Bryant Lange, of Ashburton, asks :-

How are ball bearings made?

David Aitchison, a mechanical engineer at the University of Canterbury, responded.

The raw material used in the manufacture of balls in ball bearings is a specially formulated grade of steel wire. Production of the balls from the wire is a relatively simple process comprising of the following steps.

Wire is fed from a decoiler through a guillotine where it is cut into predefined lengths. The resulting pellets are then pressed into balls between two hemispherical cups (dies). The balls then progress through two filing operations. The first removes the ridge (burr), left around the periphery of the balls at the die join line, while the second produces a close spherical form. After filing, the balls are heat treated (hardened and tempered) in automatic furnaces which in turn necessitates one final grinding operation to bring all the balls back to the same size. To conclude the manufacturing process finish lapping (metal polishing) takes place to obtain the correct dimensions, roundness and surface finish.

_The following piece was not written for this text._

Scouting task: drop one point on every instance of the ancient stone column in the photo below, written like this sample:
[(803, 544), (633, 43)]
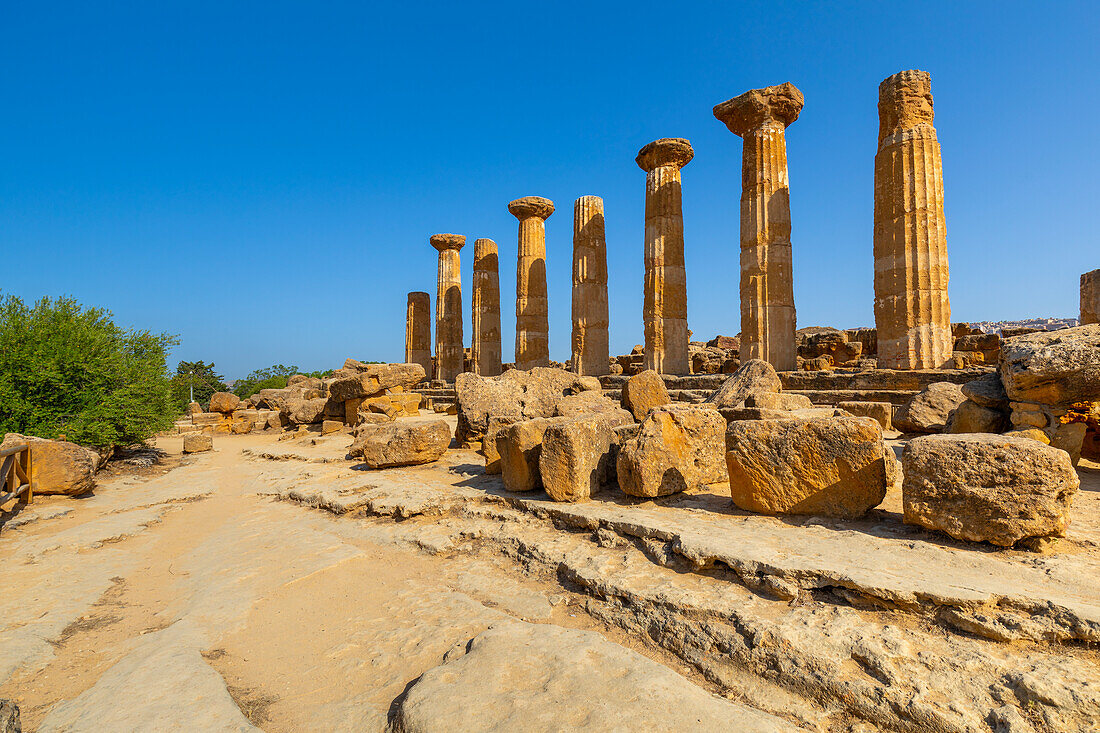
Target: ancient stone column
[(449, 350), (912, 313), (532, 325), (664, 306), (485, 351), (418, 331), (760, 118), (1090, 297), (591, 351)]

After cleaning, the balls are most frequently assembled into ball bearings comprising a cage, balls, inner and outer ring. Despite all parts having being manufactured to a high level of accuracy, small variations in size from one part to the next inevitably occur. Rather than try to eliminate these process dependant variations, which would make the bearings extremely expensive, the balls and rings are measured, grouped and matched for size - so that the assembled units meet the original design requirements. In this way 'small' balls may be fitted into 'large' rings or conversely 'large' balls into 'small' rings. The assembled ball bearings will however all perform equally and appear the same to the naked eye.